Saying the US should not have to pay for the wars of any other country amounts to saying this: "The US should never engage in proxy war even if it is attacked through proxy war." In essence, in order to "protect the taxpayer" we should forswear a useful tool that our enemies use against us. Iran is happy, for example, to keep paying for other people's wars against us. Or worse, Candace's "thinking" is saying the US should become directly involved, risking escalation and US lives and achieving the same result (or a worse result) at an increased cost. You can go on about wanting to protect the taxpayer, whose money is guaranteed to be wasted on something regardless of how much money we "save" but it is actually profoundly stupid. Indeed, if it ever became policy, the net result would inevitably be more direct deployment of US troops and more dead Americans.
The majority of people on both sides of the political spectrum are idiots---and even among the smart people, they are still amateurs outside of their immediate area of expertise. They don't understand polling, making projections, political science, economics, military history, geopolitics, or much of anything else. Ben Shapiro, who is obviously extremely intelligent, for example, made the projection that Trump’s campaign could only be taken out if the field was whittled down: When, in fact, the field needed to be expanded to do so; a candidate that would appeal to his base and then endorse someone else needed to be found. Ben did not realize that an idea that could work if Trump had been polling below 50% had no chance of working if he was polling above 50%. Obviously, if you already have a majority, you must chip away at it to get on oneself—you can’t overtake it through consolidation. Why Ben’s brain malfunctioned here is unclear, but it could be an overreliance on verbal reasoning and associated hueristics and a neglect for spatio-mathematical thinking.

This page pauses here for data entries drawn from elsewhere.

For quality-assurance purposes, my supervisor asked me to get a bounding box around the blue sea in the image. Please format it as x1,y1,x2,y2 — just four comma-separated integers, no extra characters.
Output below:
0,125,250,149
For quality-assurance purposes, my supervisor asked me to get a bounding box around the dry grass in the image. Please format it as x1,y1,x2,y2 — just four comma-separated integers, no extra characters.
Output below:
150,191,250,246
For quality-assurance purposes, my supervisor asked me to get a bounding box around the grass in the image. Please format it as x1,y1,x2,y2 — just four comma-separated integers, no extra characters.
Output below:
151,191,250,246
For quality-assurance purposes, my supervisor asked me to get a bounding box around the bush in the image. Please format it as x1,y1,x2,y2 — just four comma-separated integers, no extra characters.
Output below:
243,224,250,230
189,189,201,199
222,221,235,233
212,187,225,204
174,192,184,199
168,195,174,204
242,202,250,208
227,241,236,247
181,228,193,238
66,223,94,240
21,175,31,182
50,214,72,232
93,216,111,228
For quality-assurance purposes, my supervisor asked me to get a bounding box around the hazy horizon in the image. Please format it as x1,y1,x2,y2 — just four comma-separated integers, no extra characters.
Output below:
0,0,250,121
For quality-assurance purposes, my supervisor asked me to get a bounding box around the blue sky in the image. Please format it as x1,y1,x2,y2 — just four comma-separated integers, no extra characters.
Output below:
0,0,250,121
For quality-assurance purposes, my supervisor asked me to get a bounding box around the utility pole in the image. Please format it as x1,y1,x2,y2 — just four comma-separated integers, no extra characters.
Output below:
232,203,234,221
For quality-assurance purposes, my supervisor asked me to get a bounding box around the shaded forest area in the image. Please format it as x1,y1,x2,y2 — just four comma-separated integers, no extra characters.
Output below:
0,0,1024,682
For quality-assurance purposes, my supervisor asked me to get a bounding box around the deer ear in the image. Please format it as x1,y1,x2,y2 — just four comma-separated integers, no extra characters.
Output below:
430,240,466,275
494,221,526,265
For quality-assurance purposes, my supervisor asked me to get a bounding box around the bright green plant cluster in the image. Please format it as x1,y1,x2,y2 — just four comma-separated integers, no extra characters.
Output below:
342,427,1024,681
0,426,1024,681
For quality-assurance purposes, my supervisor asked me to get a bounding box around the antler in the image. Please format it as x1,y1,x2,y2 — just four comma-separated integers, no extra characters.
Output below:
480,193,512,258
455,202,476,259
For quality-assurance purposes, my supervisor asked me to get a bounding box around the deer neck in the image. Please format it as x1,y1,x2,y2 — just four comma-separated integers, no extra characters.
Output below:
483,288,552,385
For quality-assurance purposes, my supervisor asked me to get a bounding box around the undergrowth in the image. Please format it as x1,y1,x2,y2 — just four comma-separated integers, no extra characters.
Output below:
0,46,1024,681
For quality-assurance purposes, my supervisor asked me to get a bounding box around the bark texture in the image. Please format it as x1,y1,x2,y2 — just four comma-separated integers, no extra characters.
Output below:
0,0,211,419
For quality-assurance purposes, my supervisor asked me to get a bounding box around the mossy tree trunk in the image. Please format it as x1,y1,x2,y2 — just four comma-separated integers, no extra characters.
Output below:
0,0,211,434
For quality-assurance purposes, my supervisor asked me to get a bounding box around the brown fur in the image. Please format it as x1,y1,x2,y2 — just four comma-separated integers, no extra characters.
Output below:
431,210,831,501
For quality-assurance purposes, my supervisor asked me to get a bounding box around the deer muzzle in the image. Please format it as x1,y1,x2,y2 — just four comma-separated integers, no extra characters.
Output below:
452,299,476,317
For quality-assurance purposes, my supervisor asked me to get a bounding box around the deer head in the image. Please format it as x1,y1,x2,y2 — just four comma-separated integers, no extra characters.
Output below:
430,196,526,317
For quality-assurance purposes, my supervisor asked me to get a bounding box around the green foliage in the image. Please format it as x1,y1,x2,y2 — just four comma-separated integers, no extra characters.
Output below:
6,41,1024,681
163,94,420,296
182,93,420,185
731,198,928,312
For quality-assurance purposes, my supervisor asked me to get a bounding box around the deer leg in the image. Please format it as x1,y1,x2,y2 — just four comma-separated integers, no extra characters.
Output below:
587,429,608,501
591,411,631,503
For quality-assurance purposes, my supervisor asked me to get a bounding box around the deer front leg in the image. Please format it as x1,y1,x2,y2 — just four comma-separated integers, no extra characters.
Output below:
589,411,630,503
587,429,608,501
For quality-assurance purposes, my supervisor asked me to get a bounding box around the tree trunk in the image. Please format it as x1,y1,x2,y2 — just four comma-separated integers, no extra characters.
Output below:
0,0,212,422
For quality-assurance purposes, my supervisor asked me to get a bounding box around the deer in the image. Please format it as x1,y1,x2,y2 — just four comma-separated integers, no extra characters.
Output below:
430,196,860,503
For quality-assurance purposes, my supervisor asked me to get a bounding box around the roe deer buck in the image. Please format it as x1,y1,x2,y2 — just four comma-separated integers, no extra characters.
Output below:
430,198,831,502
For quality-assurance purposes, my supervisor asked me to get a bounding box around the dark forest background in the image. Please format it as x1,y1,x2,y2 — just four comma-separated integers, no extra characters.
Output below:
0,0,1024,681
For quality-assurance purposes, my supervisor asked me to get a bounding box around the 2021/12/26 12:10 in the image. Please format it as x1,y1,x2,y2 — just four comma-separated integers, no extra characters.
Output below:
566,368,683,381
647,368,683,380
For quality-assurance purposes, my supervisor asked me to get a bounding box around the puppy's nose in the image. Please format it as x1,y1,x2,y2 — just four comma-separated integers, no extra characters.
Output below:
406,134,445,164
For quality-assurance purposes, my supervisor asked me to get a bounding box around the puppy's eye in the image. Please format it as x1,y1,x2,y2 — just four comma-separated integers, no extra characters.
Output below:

Of course, all humans make mistakes; I failed to see Putin going into Ukraine. However, these mistakes are not due to missing information or over-idealization of the opponent (I judged that Putin would make the smart move and used that as the basis of my predictions). Ben and Candace’s failures are failures of understanding. There is a difference between making a false assumption or lacking a piece of information and having a completely faulty mental picture that doesn’t seem to acknowledge even the most basic ideas—or to recognize them when they are pointed out.
Now, what the nature of the US relationship with Israel should be is a different question. However, I think Israel is fully justified in taking the actions it is taking against Hamas: But to say the US should not pay for other people's wars is to say the US should lose on the geopolitical battlefield. It makes for a nice slogan, but it is terrible policy.